Kathy Chu, a sophomore biotech major, and Hamza Hasan, an architecture graduate student, pick up trash on Ostrom Avenue Sunday as part of Trash Pick Up Day. Students of Sustainability at SU and the Red Solo Cup Project sponsored the event, which will be held every Sunday throughout November.

In less than two hours Sunday morning, 10 Syracuse University students filled 30 bags with trash and recyclables collected from residential streets near the SU campus.

The Students of Sustainability at SU organization is working with the Red Cup Project to clean up trash and recyclables, especially red Solo cups, from streets surrounding the SU campus. Every Sunday in November, students from both organizations are meeting at 11 a.m. in the Climate Change Garden beside the Life Sciences Complex for Trash Pick Up Days. At every Trash Pick Up Day, students will collect and sort trash into three separate bags: one for red cups, one for recyclables and one for miscellaneous trash items.

This Sunday, Lizzy Kahn, the public relations director for SOS at SU and a senior advertising major, led the group of students around Euclid, Comstock, Ostrom and Livingston avenues to pick up trash left over from Halloween celebrations.

“We, as students, have to keep our environment clean,” said Kathy Chu, a sophomore biotechnology major and a participant in Trash Pickup Day. “No one feels responsible for all of the trash so we take it upon ourselves to clean it up.”

Kahn said the trash negatively affects someone or something, whether it’s by polluting Onondaga Lake and the environment’s soil, or the birds harming themselves by eating the trash.



In order to make the trash pickup more fun and upbeat, the students played music from their cell phones while everyone worked.
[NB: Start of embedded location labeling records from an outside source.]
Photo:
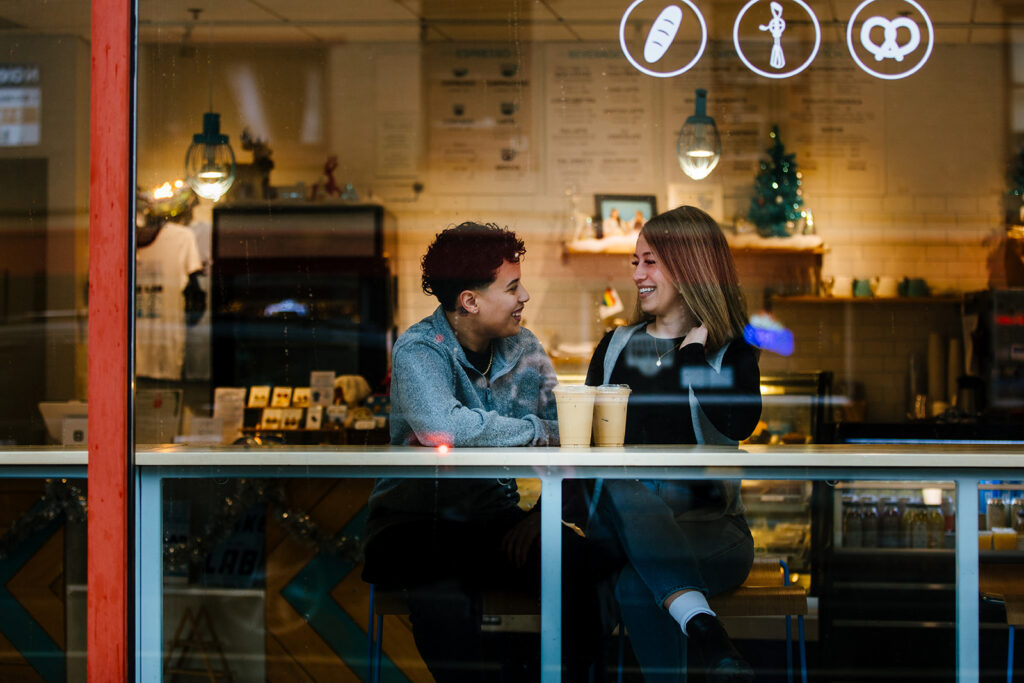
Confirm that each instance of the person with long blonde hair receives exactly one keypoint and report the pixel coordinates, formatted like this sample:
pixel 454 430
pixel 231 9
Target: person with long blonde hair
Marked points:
pixel 693 380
“We’re waking people up physically with our music and consciously by picking up trash,” said Miles Marcotte, one of the founding members of SOS at SU and a junior geography major.

As the students collected trash, they also spread the word about their organization to people who stopped to thank them for their volunteer service.

Kahn said recycling is one of the easiest things a person can do, but only about 35 percent of people in the United States actually recycle. In Europe, 75 percent of people recycle, so if that many people in the U.S. recycled, the environment would be much better off, she said.

The lack of recycling bins both on and off campus makes recycling harder, Kahn sad. If there were recycling bins beside every trashcan on campus, more people would recycle simply because of the accessibility, she said.

“We are actually trying to start a recycling campaign in the residence halls because if we can start recycling habits with freshmen then eventually it will continue until everyone on campus is recycling,” Kahn said.

SOS at SU is also campaigning for the university to install more water bottle refill stations on campus.

 

Currently, there are only four refill stations on campus. Ideally, there should also be one in every residence hall, academic building, dining hall and gym, Kahn said.

 

“More refill stations will make it easier and more efficient to have a reusable water bottle and students will no longer have an excuse not to have one,” Kahn said. “We want to create an environmentally friendly culture, where students don’t have to buy water and waste plastic.”

 

After all of the students were done picking up trash on Sunday, many of them expressed how the event was surprisingly fun and that it felt good to volunteer and help clean the environment.

 

“Even though there weren’t many students who volunteered today, I am hoping that everyone who saw us today will consider joining us next Sunday,” Kahn said. “Or at least I hope they are more conscious of all of the trash in their environment and their own recycling habits.”